Além d'isso o que a tudo em fim me obriga, É não poder mentir no que disser; Porque de feitos taes, por mais que diga, Mais me ha de ficar inda por dizer: Mas, porque n'isto a ordem leve, e siga, Segundo o que desejas de saber, Primeiro tratarei da larga terra, Depois direi da sanguinosa guerra.
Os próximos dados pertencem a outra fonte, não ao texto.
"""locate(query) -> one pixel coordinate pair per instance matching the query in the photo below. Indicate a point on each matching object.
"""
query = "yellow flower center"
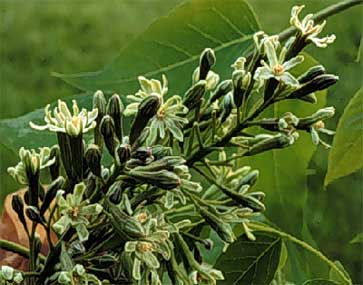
(278, 69)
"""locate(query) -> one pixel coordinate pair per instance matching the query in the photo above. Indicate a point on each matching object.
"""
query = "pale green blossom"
(307, 28)
(75, 212)
(64, 121)
(277, 67)
(170, 115)
(30, 163)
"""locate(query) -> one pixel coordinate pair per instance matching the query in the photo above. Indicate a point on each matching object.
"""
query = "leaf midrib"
(256, 260)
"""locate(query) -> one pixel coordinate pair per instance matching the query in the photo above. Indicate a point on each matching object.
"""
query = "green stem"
(17, 248)
(303, 244)
(322, 15)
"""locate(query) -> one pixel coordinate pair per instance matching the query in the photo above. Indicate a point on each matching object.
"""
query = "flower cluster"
(138, 202)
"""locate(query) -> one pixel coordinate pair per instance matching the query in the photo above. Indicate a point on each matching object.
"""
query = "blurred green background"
(38, 37)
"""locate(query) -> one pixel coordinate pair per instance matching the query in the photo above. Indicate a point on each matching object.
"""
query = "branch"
(320, 16)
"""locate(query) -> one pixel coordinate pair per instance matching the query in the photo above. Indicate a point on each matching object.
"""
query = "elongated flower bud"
(126, 226)
(147, 109)
(123, 153)
(194, 94)
(320, 82)
(246, 200)
(320, 115)
(51, 193)
(167, 162)
(54, 169)
(93, 158)
(222, 89)
(160, 151)
(279, 141)
(18, 206)
(310, 98)
(109, 135)
(249, 179)
(227, 107)
(115, 109)
(223, 229)
(311, 74)
(162, 178)
(207, 60)
(33, 214)
(99, 103)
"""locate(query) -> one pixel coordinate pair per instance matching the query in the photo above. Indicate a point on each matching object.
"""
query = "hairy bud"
(207, 60)
(320, 82)
(93, 158)
(222, 89)
(99, 103)
(107, 129)
(147, 109)
(311, 74)
(115, 110)
(194, 94)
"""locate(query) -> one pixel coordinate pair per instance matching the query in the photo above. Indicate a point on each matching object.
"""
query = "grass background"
(71, 36)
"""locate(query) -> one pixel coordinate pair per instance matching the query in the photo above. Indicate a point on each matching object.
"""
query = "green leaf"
(16, 133)
(333, 275)
(347, 151)
(320, 282)
(357, 239)
(172, 45)
(251, 262)
(224, 26)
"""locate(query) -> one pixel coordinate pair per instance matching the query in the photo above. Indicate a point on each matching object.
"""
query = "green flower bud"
(311, 74)
(115, 109)
(223, 229)
(147, 109)
(54, 169)
(126, 227)
(99, 103)
(278, 141)
(159, 151)
(167, 162)
(227, 107)
(310, 98)
(51, 193)
(18, 206)
(246, 200)
(162, 178)
(240, 80)
(107, 129)
(249, 179)
(194, 94)
(320, 82)
(320, 115)
(142, 153)
(207, 60)
(123, 153)
(141, 139)
(115, 192)
(93, 158)
(222, 89)
(33, 214)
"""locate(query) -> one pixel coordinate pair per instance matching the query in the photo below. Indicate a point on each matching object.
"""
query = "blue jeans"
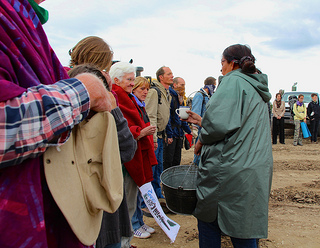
(137, 218)
(157, 169)
(117, 245)
(210, 237)
(196, 158)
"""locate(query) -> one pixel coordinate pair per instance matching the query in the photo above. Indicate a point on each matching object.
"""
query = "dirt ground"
(294, 207)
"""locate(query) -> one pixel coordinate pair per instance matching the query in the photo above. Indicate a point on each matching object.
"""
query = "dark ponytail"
(241, 54)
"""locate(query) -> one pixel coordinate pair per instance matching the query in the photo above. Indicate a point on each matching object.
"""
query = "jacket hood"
(172, 91)
(258, 81)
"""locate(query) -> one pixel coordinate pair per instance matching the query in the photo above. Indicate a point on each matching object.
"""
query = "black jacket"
(313, 110)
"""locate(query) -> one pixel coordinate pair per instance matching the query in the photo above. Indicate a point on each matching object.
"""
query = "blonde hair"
(141, 81)
(92, 50)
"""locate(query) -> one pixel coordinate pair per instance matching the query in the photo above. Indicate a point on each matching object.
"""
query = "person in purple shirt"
(39, 106)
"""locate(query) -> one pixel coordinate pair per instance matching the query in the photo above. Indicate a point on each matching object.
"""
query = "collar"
(42, 13)
(140, 104)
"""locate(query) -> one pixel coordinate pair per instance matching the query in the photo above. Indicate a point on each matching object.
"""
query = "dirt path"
(294, 209)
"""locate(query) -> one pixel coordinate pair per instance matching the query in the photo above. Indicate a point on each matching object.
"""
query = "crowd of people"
(93, 133)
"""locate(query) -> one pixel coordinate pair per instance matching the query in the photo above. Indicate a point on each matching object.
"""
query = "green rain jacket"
(235, 170)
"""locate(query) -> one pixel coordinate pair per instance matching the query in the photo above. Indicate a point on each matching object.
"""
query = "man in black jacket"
(314, 115)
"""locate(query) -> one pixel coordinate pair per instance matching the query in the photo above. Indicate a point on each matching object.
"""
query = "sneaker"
(141, 233)
(148, 229)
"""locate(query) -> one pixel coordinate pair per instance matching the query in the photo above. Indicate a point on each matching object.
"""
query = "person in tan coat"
(158, 111)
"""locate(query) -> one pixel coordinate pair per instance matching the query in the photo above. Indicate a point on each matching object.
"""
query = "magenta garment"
(28, 215)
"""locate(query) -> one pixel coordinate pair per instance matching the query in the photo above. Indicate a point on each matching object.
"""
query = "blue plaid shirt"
(41, 117)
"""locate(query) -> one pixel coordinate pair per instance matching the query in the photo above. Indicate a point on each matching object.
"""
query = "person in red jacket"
(139, 169)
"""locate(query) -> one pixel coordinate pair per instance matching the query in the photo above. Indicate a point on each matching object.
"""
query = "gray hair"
(119, 69)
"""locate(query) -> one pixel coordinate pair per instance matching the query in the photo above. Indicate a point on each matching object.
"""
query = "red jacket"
(140, 167)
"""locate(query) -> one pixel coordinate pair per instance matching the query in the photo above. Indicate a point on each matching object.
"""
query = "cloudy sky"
(189, 36)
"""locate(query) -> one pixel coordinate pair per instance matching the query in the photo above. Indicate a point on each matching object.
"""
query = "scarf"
(210, 88)
(140, 104)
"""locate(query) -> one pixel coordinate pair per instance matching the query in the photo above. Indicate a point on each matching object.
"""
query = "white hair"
(119, 69)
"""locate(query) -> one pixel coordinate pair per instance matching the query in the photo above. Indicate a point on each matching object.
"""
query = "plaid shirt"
(40, 118)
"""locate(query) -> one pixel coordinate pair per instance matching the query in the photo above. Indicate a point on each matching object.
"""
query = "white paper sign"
(170, 227)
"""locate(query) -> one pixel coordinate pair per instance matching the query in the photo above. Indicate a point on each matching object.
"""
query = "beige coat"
(85, 175)
(158, 113)
(278, 111)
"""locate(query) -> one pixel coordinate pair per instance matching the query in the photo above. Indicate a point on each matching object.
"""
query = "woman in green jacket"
(235, 169)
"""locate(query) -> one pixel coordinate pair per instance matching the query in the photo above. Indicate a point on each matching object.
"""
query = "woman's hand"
(194, 118)
(150, 130)
(197, 147)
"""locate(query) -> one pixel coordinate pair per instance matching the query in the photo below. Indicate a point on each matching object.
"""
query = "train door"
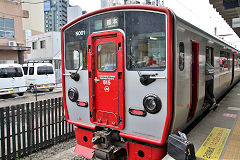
(209, 60)
(233, 66)
(194, 79)
(106, 79)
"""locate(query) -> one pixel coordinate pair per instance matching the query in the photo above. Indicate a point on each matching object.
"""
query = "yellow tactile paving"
(213, 146)
(233, 148)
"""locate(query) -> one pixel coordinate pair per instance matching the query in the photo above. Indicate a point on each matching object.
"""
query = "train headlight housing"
(152, 103)
(73, 94)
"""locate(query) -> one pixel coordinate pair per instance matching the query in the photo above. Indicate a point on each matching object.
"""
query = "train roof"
(211, 37)
(151, 8)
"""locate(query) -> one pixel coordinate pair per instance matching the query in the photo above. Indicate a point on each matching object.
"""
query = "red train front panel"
(117, 81)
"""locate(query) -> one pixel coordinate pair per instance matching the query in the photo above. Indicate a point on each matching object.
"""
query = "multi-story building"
(35, 23)
(12, 44)
(109, 3)
(73, 12)
(46, 47)
(55, 14)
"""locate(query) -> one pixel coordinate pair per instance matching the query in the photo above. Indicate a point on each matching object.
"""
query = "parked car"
(12, 79)
(39, 76)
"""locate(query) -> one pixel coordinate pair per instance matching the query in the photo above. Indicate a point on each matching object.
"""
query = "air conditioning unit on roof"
(12, 43)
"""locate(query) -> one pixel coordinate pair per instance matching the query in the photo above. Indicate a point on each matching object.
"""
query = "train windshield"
(145, 38)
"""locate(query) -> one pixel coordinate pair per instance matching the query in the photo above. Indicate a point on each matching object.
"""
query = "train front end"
(117, 81)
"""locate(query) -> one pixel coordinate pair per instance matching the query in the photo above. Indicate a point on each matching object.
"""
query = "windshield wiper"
(144, 79)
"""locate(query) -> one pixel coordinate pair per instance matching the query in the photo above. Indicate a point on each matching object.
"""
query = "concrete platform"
(217, 135)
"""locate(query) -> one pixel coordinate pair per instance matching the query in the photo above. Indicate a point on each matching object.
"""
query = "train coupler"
(107, 144)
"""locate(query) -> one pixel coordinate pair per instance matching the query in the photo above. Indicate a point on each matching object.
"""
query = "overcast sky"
(198, 12)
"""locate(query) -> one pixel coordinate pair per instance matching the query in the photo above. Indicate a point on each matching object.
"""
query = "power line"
(33, 2)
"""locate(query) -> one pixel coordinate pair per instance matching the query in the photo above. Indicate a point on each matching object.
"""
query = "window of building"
(6, 28)
(43, 44)
(31, 71)
(34, 45)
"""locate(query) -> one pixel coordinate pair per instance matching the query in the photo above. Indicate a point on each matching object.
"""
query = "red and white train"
(134, 74)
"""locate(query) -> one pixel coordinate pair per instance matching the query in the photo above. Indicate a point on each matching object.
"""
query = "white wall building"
(46, 46)
(73, 13)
Entre a zona, que o Cancro senhorea, Meta Septentrional do Sol luzente, E aquella, que por fria se arrecea Tanto, como a do meio por ardente, Jaz a soberba Europa, a quem rodea Pela parte do Arcturo, e do Occidente Com suas salsas ondas o Oceano, E pela Austral o mar Mediterrano.
Da parte d'onde o dia vem nascendo, Com Asia se avisinha; mas o rio, Que dos montes Rhipheios vai correndo Na alagoa Meotis, curvo e frio,
As divide: e o mar, que fero e horrendo Vio dos Gregos o irado senhorio, Onde agora de Troia triumphante Não vê mais que a memoria o navegante.
Lá onde mais debaixo está do polo, Os montes Hyperboreos apparecem, E aquelles onde sempre sopra Eolo, E co'o o nome dos sopros se ennobrecem: Aqui tão pouca força tem de Apollo Os raios, que no mundo resplandecem, Que a neve está contino pelos montes, Gelado o mar, geladas sempre as fontes.